Bela menarik nafas panjang, berhenti sejenak. Ia pikir, bukankah Kakaknya selalu bersedia membantu apa saja sepanjang dia mampu. Lalu, kenapa dia nggak bisa bantu?

"Ok deh Kak. Aku ikut."

"Nah, gitu dong itu baru namanya adik aku," Indah memeluk adiknya erat.

"Aduh Kak, udah lepasin gak bisa nafas," kata Indah sambil mencoba melepaskan diri.

Indah tertawa, "Makasih ya," bisiknya.

*****

Bela dan Indah turun dari taksi online. Mereka berhenti di sebuah villa mewah di kota ini.

"Aduh Kak, lihat deh. Indah banget villanya ...," kata Bela sambil mengamati halaman villa yang luas, dihiasi dengan tanaman dan pohon yang rindang. Bangunan villa terkesan sangat modern dan mewah. Lampu-lampu kecil menyilaukan mata membuat Bela sedikit pusing.

"Ayok," dengan mantap Indah menggandeng Bela mengajaknya masuk.

"Kak, serius kita jadi masuk, lihat tuh, banyak orang kaya di sini. Takut ah," Bela bergidik, mengamati sekitarnya. Mobil-mobil mewah terparkir rapi. Beberapa orang lalu lalang tak peduli. Bela menelan ludah, canggung dengan segala keindahan, kemewahan, dan kehidupan modern di villa ini.

"Udah Bela, nggak apa-apa. Ayo masuk aja," Indah menarik adiknya itu. Membuat Bela terpaksa berjalan dengan susah payah.

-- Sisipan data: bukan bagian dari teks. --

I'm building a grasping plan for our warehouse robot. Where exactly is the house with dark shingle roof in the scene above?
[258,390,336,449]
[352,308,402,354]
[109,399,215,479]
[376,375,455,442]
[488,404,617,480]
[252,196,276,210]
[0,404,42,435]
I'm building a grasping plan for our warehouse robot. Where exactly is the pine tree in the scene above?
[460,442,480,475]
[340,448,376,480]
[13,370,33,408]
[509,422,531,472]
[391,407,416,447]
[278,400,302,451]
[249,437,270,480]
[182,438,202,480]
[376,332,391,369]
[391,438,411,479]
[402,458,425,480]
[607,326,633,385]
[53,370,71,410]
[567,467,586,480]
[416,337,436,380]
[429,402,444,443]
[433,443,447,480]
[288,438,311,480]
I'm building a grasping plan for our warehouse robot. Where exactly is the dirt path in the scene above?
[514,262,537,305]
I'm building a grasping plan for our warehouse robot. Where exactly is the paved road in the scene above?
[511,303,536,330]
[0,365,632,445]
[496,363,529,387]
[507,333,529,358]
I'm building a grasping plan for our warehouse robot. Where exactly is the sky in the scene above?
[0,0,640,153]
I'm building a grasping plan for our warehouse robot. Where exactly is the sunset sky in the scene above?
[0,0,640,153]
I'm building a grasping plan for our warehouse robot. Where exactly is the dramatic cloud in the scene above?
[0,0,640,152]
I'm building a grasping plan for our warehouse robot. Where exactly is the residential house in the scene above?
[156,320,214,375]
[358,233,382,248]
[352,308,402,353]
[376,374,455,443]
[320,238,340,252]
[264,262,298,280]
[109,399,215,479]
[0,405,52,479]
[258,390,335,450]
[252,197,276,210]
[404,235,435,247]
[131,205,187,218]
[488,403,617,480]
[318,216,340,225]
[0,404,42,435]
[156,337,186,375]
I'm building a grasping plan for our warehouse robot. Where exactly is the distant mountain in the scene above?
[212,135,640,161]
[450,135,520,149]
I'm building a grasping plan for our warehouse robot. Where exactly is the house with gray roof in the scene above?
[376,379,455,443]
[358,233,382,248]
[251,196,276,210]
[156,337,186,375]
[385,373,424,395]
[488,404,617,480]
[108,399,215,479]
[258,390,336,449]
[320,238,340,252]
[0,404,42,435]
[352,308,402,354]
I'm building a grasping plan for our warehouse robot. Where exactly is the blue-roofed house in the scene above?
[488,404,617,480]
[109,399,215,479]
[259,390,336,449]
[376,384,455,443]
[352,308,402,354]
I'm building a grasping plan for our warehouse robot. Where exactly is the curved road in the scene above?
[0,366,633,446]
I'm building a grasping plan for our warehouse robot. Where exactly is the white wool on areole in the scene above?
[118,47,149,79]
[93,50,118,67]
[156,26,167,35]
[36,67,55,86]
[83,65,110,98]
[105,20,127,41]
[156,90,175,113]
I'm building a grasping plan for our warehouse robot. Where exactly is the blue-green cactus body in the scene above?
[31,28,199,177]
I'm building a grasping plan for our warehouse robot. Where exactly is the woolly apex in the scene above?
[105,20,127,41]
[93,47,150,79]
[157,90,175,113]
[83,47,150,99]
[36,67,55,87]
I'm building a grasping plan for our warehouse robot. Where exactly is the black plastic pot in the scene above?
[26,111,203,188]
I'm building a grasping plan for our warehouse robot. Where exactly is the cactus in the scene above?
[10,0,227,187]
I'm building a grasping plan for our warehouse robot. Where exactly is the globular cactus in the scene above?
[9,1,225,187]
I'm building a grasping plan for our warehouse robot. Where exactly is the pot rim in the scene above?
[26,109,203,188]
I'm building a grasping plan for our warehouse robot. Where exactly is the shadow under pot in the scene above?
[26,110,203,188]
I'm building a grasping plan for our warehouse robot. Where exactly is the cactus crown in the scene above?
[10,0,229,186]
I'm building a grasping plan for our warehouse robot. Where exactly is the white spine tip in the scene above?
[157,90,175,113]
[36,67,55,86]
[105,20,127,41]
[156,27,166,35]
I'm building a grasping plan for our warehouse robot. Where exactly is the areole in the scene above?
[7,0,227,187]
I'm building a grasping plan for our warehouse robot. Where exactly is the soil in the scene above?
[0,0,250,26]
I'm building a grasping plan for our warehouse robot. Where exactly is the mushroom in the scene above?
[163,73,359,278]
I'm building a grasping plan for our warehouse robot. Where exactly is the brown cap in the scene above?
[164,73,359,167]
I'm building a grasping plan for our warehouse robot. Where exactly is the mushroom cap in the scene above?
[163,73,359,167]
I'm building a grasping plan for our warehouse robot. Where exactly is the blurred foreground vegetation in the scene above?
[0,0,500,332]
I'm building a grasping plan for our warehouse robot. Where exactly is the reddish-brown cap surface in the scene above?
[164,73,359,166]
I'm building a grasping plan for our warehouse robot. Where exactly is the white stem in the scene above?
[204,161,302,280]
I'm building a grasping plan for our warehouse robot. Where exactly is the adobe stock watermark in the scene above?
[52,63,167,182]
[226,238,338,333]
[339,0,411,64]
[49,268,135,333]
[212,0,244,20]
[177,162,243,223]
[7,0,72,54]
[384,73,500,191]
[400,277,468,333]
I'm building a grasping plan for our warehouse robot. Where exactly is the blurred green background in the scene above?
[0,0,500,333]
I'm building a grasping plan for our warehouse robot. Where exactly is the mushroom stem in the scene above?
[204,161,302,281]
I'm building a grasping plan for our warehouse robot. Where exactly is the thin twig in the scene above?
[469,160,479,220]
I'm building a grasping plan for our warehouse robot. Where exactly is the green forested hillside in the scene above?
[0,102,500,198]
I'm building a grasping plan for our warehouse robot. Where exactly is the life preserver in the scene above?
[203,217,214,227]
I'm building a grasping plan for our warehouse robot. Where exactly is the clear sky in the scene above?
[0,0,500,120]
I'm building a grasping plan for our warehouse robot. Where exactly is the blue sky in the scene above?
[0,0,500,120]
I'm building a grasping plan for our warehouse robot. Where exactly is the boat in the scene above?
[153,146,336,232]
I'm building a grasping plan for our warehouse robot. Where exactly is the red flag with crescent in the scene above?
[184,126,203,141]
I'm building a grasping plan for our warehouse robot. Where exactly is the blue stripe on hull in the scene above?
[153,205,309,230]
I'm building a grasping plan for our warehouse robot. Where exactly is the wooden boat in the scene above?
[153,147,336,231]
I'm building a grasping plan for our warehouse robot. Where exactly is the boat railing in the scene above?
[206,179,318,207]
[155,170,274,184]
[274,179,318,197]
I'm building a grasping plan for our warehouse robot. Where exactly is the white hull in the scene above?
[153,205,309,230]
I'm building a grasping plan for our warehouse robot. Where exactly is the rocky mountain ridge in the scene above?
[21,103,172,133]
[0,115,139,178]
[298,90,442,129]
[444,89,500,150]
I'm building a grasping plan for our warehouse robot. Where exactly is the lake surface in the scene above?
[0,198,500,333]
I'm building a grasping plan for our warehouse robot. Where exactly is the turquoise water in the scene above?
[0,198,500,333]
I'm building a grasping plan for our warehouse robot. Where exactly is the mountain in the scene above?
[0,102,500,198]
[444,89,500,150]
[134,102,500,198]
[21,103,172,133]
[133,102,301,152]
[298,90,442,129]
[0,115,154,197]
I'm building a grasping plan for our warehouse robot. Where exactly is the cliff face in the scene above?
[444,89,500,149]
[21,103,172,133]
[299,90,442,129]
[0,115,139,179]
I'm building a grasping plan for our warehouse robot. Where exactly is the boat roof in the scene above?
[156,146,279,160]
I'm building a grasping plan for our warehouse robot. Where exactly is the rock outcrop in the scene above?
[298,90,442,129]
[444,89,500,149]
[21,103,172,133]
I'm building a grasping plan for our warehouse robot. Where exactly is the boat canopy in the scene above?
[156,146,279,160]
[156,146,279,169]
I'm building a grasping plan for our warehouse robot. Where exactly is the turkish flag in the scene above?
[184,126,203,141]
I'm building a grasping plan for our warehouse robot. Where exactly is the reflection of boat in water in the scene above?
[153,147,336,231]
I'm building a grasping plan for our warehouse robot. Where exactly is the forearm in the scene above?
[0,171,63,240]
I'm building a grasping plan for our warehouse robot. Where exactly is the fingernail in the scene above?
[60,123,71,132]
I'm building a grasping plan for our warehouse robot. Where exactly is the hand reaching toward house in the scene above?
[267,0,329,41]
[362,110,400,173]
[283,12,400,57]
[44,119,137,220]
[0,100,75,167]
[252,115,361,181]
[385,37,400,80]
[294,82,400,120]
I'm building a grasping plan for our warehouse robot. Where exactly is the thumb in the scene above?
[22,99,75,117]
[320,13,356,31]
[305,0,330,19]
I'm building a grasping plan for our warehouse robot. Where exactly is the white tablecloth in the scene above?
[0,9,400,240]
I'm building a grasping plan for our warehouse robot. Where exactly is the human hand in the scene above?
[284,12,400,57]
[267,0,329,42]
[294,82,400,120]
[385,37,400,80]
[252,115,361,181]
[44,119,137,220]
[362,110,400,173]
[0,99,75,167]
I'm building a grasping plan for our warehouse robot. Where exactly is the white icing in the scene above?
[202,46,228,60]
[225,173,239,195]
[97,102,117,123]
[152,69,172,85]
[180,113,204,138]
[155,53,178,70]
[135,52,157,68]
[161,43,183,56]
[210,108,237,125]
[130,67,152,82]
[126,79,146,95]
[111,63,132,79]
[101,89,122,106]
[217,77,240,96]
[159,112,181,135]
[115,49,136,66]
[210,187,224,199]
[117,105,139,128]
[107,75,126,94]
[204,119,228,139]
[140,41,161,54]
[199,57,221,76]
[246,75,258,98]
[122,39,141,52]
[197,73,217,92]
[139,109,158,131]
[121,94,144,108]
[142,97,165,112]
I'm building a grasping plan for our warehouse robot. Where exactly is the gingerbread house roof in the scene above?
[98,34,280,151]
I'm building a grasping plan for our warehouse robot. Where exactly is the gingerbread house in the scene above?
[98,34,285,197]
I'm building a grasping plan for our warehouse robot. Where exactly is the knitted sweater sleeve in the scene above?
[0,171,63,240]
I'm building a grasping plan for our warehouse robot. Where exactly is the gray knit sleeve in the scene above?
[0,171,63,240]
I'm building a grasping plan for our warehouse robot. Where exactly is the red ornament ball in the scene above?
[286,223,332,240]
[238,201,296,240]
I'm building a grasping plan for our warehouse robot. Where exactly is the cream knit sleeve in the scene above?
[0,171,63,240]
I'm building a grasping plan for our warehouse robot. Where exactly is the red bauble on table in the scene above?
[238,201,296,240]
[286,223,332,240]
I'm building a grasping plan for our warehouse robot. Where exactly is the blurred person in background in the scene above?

"Terimakasih," Indah tersenyum setelah menunjukkan id card melalui ponselnya pada resepsionis cantik yang ia temui. Lalu, ia segera masuk ke dalam, setelah mendapat petunjuk dari resepsionis itu.

"Kak, beneran nih, lantainya bersih banget lagi."

"Bela plis deh. Gak usah norak. Biasa aja," kata Indah menutupi rasa canggungnya. Tapi, harapan untuk bertemu Vian malam ini sungguh telah memupuk keberaniannya untuk bisa hadir di acara spesial ini. Entahlah, akhir-akhir ini Indah sering bermimpi tentang Vian. Yang memakai jas abu-abu dengan senyum indah memberinya sekuntum bunga mawar. Di belakangnya cahaya lampu kecil remang-remang menghiasi tempat romantis dan indah itu.

Kalau sudah ingat mimpi itu, Indah jadi senyum sendiri. Itulah yang membuatnya kuat sehingga ia bisa hadir di tempat ini sekarang.

Mereka sudah sampai di aula tempat pesta berlangsung. Suasana sangat meriah. Musik berdentum kencang, membuat siapapun ingin bergoyang.

Indah dan Bela celingak-celinguk saja. Mereka jadi bingung sendiri. Indah mencoba menghampiri seorang teman yang kebetulan satu kelas dengannya.

"Hai," sapanya manis tapi yang diajak ngomong seolah tak peduli. Ia diam saja, tanpa ekspresi.